The simulation supports our theoretical findings, demonstrating that units of contamination clearly manifest as elbow points. It provides insights into how contamination and block-level data structure influence the variability of the Calinski–Harabasz Index (CHI), highlighting the detectability of proper unit sizes in image data.
5. Conclusions
In this study, we proposed a data aggregation approach that combines voxel data into manageable units to improve computational efficiency, while preserving data utility relevant to group-level differences. Our approach provides a straightforward guideline for selecting an upper threshold of unit sizes appropriate for clustering and other analyses.
We emphasize the importance of a scale- and sample-size-independent metric for evaluating unit size. This metric must remain invariant to resolution or sample size changes, allowing consistent comparisons across datasets with varying spatial properties. We demonstrate this principle through simulations of image data aggregation, focusing on the behavior of the CHI during the process. Through the simulation, we assessed how the CHI responds to data aggregation across different block sizes. Our findings reveal that, in the absence of contamination, the CHI values remained stable without showing distinct patterns. However, when contaminated regions were introduced, the CHI values showed a clear elbow point at the contamination unit size.

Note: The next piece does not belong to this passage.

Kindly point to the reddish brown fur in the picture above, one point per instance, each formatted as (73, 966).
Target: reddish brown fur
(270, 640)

Applying this method to DTI data, we found some consistency in the cluster definitions between the unit size selected by the CHI and a smaller unit size; however, the age relevance of the identified clusters remained inconclusive at the unit size indicated by the CHI values. It shows some limitation in real-world data analysis, particularly when the signal from the DTI metrics is weak. While the unit size determination provides a useful guideline for balancing resolution and computational efficiency, finer-grained analysis may still be worthwhile, as it can yield more detailed and interpretable insights into specific brain regions.

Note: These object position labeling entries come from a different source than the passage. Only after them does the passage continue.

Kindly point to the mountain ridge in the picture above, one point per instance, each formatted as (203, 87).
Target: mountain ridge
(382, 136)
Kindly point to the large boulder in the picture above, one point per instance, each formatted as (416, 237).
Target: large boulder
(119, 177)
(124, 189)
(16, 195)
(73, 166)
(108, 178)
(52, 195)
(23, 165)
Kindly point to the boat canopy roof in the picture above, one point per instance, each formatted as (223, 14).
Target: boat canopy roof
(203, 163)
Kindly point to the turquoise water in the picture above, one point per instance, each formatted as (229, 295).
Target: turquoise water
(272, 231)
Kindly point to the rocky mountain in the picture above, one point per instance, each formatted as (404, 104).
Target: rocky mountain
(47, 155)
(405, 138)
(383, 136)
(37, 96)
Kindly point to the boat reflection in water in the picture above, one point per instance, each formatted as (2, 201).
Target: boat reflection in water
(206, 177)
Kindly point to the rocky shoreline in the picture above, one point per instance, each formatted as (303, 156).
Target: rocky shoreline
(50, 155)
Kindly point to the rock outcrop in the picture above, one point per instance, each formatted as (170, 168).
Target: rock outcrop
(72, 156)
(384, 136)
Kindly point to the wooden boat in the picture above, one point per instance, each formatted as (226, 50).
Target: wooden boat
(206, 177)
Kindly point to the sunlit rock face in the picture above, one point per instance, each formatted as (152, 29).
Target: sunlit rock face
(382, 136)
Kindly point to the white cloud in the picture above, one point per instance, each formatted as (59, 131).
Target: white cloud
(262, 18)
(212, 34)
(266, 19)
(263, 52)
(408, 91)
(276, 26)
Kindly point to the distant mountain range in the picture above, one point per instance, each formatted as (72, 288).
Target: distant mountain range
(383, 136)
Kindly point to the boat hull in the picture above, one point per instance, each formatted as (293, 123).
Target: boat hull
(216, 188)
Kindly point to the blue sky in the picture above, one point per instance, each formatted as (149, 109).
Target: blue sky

In conclusion, this study presents a method for defining and evaluating unit size in brain imaging analysis, with the goal of enhancing computational efficiency and scalability. Our approach provides a practical guideline: the unit size can be selected below the elbow point guided by the CHI, balancing detail and practical implementation. By proposing data aggregation using the metric CHI, we offer a foundation for effective image analysis, which may support future methodological developments in investigation of neural and structural brain characteristics.